Ancak sanatçının bu dönemi verimsiz geçer. Resim üretimi durmuş gibidir. Kendisini yazmaya verir. Ne var ki, “ruhçu” diye dışlanmaya başladığı bir dönemdir. Mutsuzdur Kandinsky. Fikirleriyle çevresi arasında büyük bir uçurum vardır. Çareyi Rusya’yı terketmekte bulur ve 1921’in son günlerinde Berlin’e ulaşır.
Ve Almanya ruhuna bir kez daha hürriyeti iade eder sanatçının. Siyasetin ruh üzerindeki tahakkümü kalkar. Klee, Feininger ve Von Jawlensky gibi isimlerle bir araya gelerek “Mavi Dörtlü” grubunu kurar. Peşpeşe büyük eserler vermeye başlamıştır. Her tablosu ayrı bir şaheserdir artık. New York sanat muhitlerine de buradan ulaşır ve ekonomik olarak da rahatlamaya başlar. Geometrik şekillerin önemini keşfettiği ve renklerle ilgili fikirlerini bu şekiller üzerinde ifâdeye geçtiği yıllardır. Şöyle der:
– «Bugün daireleri seviyorum.

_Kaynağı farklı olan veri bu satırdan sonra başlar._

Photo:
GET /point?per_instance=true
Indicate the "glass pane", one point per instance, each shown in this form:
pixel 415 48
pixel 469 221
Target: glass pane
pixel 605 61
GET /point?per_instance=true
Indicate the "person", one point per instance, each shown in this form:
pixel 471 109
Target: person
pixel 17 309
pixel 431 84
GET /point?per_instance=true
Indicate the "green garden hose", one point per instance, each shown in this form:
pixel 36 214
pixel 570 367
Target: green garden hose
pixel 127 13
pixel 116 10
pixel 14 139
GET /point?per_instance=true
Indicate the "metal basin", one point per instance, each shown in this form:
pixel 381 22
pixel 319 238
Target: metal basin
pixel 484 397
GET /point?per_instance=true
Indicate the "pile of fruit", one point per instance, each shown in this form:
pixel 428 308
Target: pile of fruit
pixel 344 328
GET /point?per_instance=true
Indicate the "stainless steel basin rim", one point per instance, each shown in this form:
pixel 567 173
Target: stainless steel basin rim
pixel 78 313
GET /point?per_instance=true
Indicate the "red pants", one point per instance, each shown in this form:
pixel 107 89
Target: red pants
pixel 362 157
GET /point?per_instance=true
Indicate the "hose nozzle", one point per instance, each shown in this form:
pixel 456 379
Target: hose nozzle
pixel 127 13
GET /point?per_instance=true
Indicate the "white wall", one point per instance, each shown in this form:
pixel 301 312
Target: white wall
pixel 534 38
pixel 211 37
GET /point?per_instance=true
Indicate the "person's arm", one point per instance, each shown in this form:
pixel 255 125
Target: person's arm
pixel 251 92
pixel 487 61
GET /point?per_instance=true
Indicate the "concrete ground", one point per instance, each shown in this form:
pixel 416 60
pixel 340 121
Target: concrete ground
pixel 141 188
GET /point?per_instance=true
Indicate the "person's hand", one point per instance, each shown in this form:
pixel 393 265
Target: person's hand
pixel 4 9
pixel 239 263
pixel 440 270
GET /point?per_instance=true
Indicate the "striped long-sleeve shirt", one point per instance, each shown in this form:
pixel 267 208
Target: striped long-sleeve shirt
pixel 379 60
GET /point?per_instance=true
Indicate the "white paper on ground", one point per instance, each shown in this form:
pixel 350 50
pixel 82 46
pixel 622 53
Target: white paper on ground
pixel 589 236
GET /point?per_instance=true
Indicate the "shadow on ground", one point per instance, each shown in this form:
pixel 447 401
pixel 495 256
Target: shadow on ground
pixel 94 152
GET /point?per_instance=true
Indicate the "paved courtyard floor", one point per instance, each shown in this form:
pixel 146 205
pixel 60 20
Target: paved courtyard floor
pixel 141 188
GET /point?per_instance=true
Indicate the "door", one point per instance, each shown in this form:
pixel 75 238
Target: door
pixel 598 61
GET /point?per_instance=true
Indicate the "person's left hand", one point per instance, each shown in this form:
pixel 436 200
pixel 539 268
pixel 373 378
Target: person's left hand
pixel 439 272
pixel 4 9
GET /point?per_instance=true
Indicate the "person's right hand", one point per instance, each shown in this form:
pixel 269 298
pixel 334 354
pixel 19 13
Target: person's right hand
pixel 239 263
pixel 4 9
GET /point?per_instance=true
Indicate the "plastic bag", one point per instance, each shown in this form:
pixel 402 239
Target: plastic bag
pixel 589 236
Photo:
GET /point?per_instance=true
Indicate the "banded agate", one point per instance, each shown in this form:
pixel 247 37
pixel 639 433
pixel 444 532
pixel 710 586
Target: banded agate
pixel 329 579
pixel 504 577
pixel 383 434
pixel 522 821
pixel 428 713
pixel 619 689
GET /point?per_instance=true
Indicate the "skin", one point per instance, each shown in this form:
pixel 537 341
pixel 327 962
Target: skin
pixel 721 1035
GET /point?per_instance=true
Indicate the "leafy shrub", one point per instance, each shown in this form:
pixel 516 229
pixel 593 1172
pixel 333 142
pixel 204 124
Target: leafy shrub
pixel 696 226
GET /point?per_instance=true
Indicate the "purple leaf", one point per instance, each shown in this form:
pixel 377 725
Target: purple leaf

Eskiden atları sevdiğim kadar, hattâ daha fazla… Çünkü dairenin verdiği tedai imkânları, atların verdiğinden çok daha fazla!»
Bununla beraber, bir kez daha siyaset devreye girecek, ruh ve sanat üzerinde tahakküm kurmaya kalkacak ve bu mutlu dönem böylece sona erecektir. Kandinsky, Almanya’da başından beri ressam Klee ile birlikte hareket etmektedir. Ve başından beri Bauhaus sanat okulunda çalışmaktadırlar. Önce Weimar’da olan bu okul, muhafazakâr hükümetin “bunlar komünist” suçlaması yüzünden kapanır. Bir müddet sonra Dresden’de tekrar açılır. Ancak bu kez de Naziler gelir. Bauhaus okulunun öğrenci ve öğretmenlerini tehlikeli bularak sorgulamaya başlarlar. Bunun üzerine okul kapanır ve Kandinsky, 1933 yılı sonunda, eşi Nina ile birlikte soluğu Paris’te alır. Arkasından Naziler, mücerret resme savaş açarlar, Kandinsky’nin geride kalan eserlerini toplayıp “Yoz Sanat” adı altında halka teşhir eder ve sonra da yok ederler.
Paris’te pek tanınmaz Kandinsky ve oranın curcunası içinde sosyal açıdan tam bir yalnızlığa mahkûm edilir. Sadece Miro gibi birkaç yakın dostu vardır. Fakat pîri olduğu mücerret resim Paris’te gelişme hâlindedir. 1930’da kurulan Daire ve Kare ile bir yıl sonra kurulan İbda–Tecrid (Abstraction-Création) resim grupları, mücerret resmi Paris sanat çevrelerinde sevdirmiştir. Yıllık olarak yayınlanan Abstraction-Création: Art Non-figuratif (İbda-Tecrit: Suretsiz Sanat) adlı dergi, mücerret resmin dilini sanat çevrelerinde oluşturmaktadır.
Gelgelelim, çok geçmeden Paris’in curcunası içinde “mücerret sanat” heyecanı kaybolacak, onun yerini “Sürrealizm” adı verilen, ondan doğma, fakat “hain evlat” gibi onun kaba bir yorumu olan yeni bir akım alacaktır. Sanatçı bu dönemde yine çok az üretkendir. “Gök Mavi” adlı tablosu bunlardan en önemlisidir. Yeniden Maviye dönmüş ve şöyle demektedir:
– «Mavi, ne kadar derine inerseniz, o kadar huzur verir!»
Son büyük eserlerini verir ve sessizlik içinde, hayata veda eder. (1944)
Böylece üç ayrı dönem yaşar “mücerret resmin pîri” ve üç ayrı ölümle ölür. Rusya’da “sağcı” diye, Almanya’da “solcu” diye ve nihayet Fransa’da “aziz” diye öldürülür!
* Salih Mirzabeyoğlu, ELİF –Resim Redd Kökündendir-, İBDA Yayınları, İstanbul 2003, s. 73-74.
KAYNAK: Akademya Dergisi, II. Dönem, Sayı 4, Ağustos-Ekim 2013.